Twisties are the only brand offering 270g packs and so this may instead be reflecting a higher likelihood of purchasing Twisties.
Conclusion Let’s recap what we’ve found! Sales have mainly been due to Budget - older families, Mainstream - young singles/couples, and Mainstream - retirees shoppers. We found that the high spend in chips for mainstream young singles/couples and retirees is due to there being more of them than other buyers. Mainstream, midage and young singles and couples are also more likely to pay more per packet of chips. This is indicative of impulse buying behaviour. We’ve also found that Mainstream young singles and couples are 23% more likely to purchase Tyrrells chips compared to the rest of the population.
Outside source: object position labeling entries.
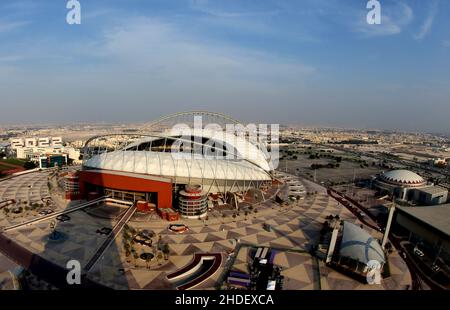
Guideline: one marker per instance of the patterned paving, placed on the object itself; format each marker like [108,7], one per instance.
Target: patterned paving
[295,227]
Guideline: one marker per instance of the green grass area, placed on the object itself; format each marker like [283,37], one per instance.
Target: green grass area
[13,161]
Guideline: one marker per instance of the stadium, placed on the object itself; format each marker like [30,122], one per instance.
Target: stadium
[175,171]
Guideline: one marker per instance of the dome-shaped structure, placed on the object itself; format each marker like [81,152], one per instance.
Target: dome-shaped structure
[403,177]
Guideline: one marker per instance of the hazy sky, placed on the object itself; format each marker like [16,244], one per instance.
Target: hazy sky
[312,62]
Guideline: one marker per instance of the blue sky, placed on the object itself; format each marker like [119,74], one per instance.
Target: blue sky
[310,62]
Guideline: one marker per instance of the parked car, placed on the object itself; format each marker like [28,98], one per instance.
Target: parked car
[46,212]
[435,268]
[63,218]
[104,231]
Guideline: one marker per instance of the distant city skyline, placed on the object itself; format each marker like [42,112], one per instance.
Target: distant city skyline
[314,62]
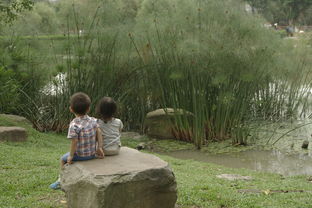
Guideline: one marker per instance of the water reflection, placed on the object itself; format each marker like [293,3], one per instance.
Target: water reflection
[268,161]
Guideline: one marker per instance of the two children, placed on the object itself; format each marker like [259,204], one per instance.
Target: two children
[85,132]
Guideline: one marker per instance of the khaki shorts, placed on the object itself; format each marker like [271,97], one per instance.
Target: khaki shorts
[112,150]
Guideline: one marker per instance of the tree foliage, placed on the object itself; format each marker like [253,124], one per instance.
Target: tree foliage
[9,9]
[283,11]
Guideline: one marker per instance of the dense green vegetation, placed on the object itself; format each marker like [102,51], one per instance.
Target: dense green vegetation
[27,169]
[208,57]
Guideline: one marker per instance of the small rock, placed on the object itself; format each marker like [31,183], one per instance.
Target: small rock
[141,146]
[132,135]
[305,144]
[232,177]
[15,118]
[14,134]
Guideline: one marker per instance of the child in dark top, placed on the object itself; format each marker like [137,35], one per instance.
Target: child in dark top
[110,126]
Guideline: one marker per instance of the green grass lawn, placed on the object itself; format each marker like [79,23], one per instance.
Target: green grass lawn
[27,169]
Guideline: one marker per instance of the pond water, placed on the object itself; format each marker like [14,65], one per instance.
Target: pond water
[268,161]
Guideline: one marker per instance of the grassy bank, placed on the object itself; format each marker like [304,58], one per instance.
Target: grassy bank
[27,169]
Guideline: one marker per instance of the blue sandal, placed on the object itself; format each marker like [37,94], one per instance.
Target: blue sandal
[56,185]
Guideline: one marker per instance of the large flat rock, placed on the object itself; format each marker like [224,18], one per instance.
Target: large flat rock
[129,180]
[14,134]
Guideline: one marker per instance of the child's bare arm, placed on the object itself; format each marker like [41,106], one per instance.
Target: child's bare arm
[99,139]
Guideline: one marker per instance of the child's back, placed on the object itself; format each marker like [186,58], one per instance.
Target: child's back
[111,131]
[111,127]
[84,130]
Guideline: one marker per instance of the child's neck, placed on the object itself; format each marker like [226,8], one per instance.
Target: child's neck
[79,115]
[107,119]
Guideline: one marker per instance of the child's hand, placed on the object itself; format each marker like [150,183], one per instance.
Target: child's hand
[70,159]
[100,153]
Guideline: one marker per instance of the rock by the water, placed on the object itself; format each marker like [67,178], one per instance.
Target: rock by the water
[129,180]
[141,146]
[305,144]
[15,118]
[132,135]
[14,134]
[159,123]
[232,177]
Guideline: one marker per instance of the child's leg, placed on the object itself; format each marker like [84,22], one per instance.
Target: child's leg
[64,160]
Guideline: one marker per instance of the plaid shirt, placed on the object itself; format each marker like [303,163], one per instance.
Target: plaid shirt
[84,129]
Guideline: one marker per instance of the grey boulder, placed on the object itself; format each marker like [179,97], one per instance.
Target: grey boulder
[129,180]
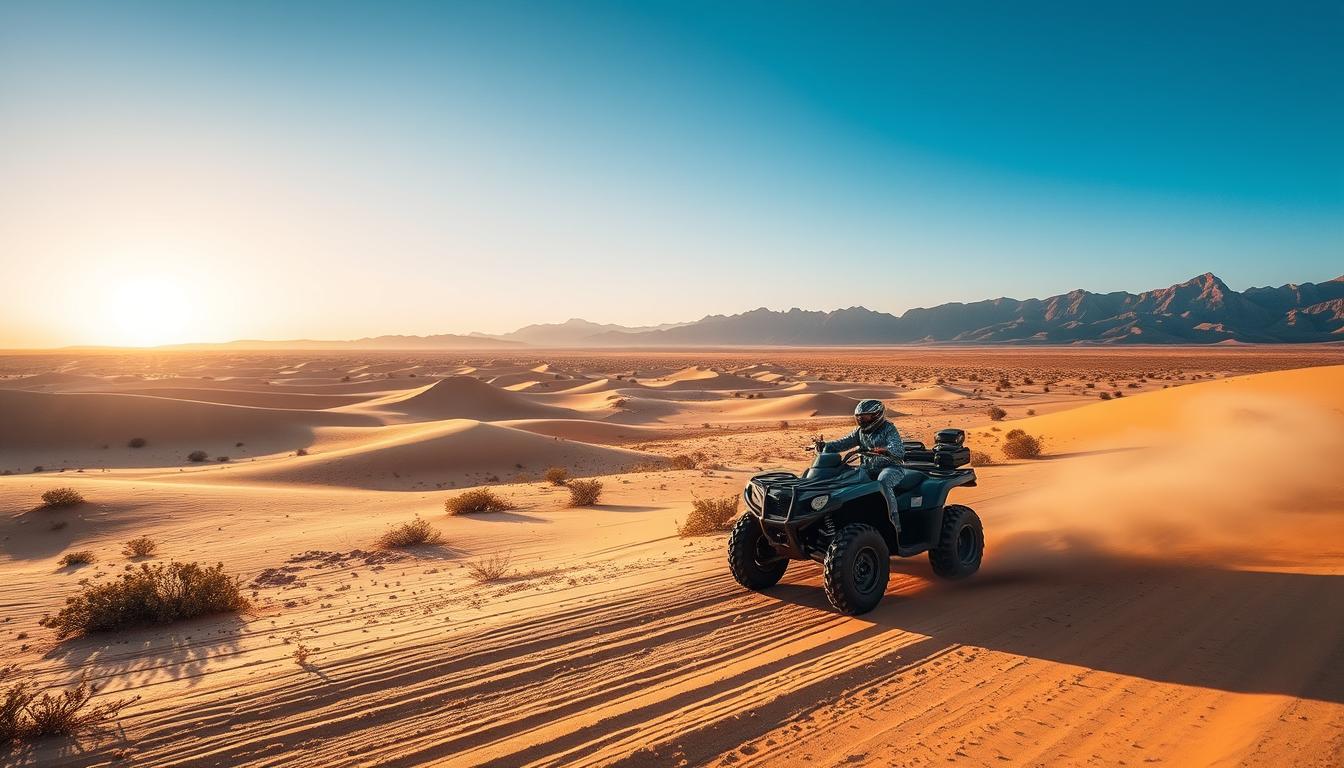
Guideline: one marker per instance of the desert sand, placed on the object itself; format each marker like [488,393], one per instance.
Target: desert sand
[1165,585]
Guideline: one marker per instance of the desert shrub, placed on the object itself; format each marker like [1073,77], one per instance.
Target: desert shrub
[492,568]
[140,546]
[149,595]
[410,534]
[708,515]
[477,501]
[583,492]
[26,716]
[1018,444]
[62,498]
[79,557]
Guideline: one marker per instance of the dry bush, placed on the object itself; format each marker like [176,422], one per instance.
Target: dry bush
[492,568]
[62,498]
[149,595]
[26,716]
[79,557]
[583,492]
[477,501]
[410,534]
[1018,444]
[140,546]
[710,515]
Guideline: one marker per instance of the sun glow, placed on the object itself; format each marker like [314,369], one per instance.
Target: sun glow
[145,311]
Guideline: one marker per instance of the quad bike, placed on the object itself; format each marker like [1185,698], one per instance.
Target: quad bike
[837,515]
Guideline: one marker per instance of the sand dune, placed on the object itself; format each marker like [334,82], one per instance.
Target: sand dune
[460,397]
[42,428]
[1157,589]
[441,455]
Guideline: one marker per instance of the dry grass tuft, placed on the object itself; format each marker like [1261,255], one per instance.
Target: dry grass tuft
[477,501]
[410,534]
[1018,444]
[140,546]
[26,716]
[62,498]
[492,568]
[585,492]
[149,595]
[708,515]
[79,557]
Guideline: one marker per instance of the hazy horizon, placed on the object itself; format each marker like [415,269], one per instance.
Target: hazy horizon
[208,174]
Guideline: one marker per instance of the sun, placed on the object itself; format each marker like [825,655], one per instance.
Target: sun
[147,311]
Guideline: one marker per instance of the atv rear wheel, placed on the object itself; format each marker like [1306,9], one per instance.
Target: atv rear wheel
[961,544]
[753,561]
[856,569]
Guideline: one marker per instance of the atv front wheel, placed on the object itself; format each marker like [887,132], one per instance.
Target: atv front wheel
[961,544]
[856,569]
[751,560]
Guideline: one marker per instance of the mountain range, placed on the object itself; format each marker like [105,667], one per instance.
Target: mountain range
[1199,311]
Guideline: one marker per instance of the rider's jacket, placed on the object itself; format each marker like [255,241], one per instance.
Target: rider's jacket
[885,436]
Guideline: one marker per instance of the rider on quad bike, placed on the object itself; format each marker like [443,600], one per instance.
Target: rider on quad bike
[878,436]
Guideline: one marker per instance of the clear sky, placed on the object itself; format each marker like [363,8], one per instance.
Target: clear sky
[190,171]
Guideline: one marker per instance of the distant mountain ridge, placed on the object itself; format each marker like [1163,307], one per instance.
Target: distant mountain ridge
[1199,311]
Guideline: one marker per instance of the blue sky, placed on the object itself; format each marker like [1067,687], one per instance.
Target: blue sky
[354,168]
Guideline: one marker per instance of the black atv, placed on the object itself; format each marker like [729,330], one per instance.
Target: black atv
[837,515]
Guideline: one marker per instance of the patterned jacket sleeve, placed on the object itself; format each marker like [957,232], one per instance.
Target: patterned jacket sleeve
[843,444]
[890,439]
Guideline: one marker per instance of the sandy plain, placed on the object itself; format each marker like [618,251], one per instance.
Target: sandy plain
[1164,585]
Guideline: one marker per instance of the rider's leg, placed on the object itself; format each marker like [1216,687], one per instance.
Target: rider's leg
[887,479]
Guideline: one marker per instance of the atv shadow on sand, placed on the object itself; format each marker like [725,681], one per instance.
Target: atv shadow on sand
[837,515]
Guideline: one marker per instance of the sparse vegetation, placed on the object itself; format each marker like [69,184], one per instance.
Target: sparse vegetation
[414,533]
[1018,444]
[62,498]
[78,557]
[140,546]
[708,515]
[26,716]
[585,492]
[492,568]
[149,595]
[477,501]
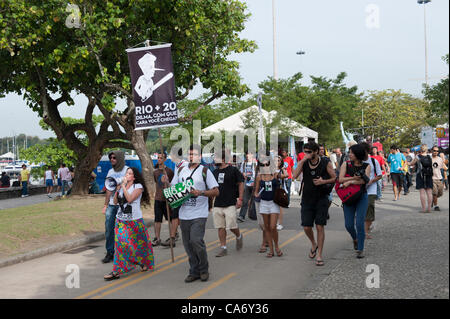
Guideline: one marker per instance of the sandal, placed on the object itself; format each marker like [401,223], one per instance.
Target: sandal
[111,276]
[262,250]
[313,252]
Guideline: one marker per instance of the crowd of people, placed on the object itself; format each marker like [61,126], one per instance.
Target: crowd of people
[232,191]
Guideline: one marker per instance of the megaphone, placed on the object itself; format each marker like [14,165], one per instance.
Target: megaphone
[111,183]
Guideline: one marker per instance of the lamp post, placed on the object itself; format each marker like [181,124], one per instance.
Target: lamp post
[275,67]
[424,2]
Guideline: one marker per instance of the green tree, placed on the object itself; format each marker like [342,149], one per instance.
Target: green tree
[320,107]
[437,96]
[393,117]
[46,60]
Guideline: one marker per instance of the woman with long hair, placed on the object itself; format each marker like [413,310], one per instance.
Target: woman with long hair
[282,174]
[357,173]
[132,244]
[266,184]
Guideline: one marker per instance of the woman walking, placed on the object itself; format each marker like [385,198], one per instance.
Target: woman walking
[265,185]
[356,172]
[281,174]
[132,244]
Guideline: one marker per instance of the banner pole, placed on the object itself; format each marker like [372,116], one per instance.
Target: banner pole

The Category Manager may want to increase the category’s performance by off-locating some Tyrrells and smaller packs of chips in discretionary space near segments where young singles and couples frequent more often to increase visibilty and impulse behaviour.
I can help the Category Manager with recommendations of where these segments are and further help them with measuring the impact of the changed placement. We’ll work on measuring the impact of trials in the next task and putting all these together in the third task.